Seyed Ahmadreza Dehghanian (), Sahand Heidary (), Danial Shams (), Ali Mastali Pour () and Rahim Zahedi ()

Edelweiss Applied Science and Technology, 2025, vol. 9, issue 10, 1591-1600

Abstract: Accurate short-term forecasting of photovoltaic (PV) power is essential for reliable grid operation and renewable integration. We propose a stacked Long Short-Term Memory (LSTM) network to predict one-hour-ahead PV output for a 1 kWp crystalline-silicon system using PVGIS-SARAH3 hourly data (2005–2023) at a central Iran location. After timestamp parsing, hourly resampling, interpolation, and min–max normalization, 24-hour sliding windows form the model inputs.

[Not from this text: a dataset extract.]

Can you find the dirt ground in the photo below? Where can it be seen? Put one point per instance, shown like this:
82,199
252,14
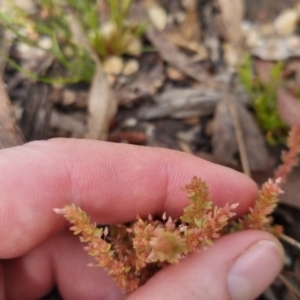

Our architecture two LSTM layers of 50 units each followed by a single Dense output neuron, was trained (20 epochs, batch ≈ 3000, early stopping patience = 0) on 70% of the data and tested on the remaining 30%. Evaluation on unseen data yields RMSE = 0.084 kWp, MAE = 0.065 kWp, MAPE = 11.7%, and R² = 0.88, corresponding to a 22% RMSE reduction versus a persistence baseline. Detailed error analysis (scatter, residual histogram, hourly MAE) highlights systematic underestimation at high irradiance and late-afternoon variability. These results demonstrate that our simple, easily-implemented LSTM achieves performance on par with more complex deep-learning frameworks, making it suitable for rapid deployment in operational forecasting systems.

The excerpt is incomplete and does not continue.